In the updated safety results, 48% of patients experienced grade 3/4 cytokine release syndrome (CRS). There were no deaths associated with CRS.The FDA relied on results from the single-arm ZUMA-1 study in approving axi-cel.2 Those with DLBCL had an ORR of 82% and a CR rate of 49%. After 8.7 months of follow-up, the ORR in the DLBCL group was 36%, which included a CR rate of 31%. In the PMBCL/TFL group, the ORR was 83% and the CR rate was 71%. The 8.7-month ORR rate was 67%, with a CR rate of 63%.
In ZUMA-1, patients were enrolled into 2 cohorts consisting of those with DLBCL (n = 77) and those with PMBCL or TFL (n = 24). Axi-cel was administered as a single infusion of modified autologous T cells at a target dose of 2 x 106 CAR-positive T cells/kg.

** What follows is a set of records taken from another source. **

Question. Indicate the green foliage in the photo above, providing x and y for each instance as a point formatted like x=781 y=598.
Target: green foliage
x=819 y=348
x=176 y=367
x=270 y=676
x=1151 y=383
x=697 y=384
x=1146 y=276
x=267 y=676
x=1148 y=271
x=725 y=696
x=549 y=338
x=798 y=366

All patients had chemorefractory disease and had received a median of 3 prior lines of therapy, with 54% refractory to 2 consecutive lines of therapy. Overall, 79% of patients were refractory to their last line of chemotherapy without having received prior autologous stem cell transplant (ASCT) while the remainder had relapsed within 12 months of ASCT.
Thirteen percent of patients experienced CRS and 28% experienced neurologic events. There were 4 fatal events in the study, 3 of which were deemed related to axi-cel, a hemophagocytic lymphohistiocytosis, a cardiac arrest in the setting of CRS and a cerebral edema in the setting of grade 3 CRS with multiorgan failure.
In updated ZUMA-1 findings presented at the 2017 ASH Annual Meeting, axi-cel maintained a CR rate of 40% across the study population, with a median follow-up of 15.4 months. Forty-two percent of patients treated with axi-cel remained progression-free and 56% remained alive. The 18-month progression-free survival rate was 41% and the 18-month OS rate was 52%.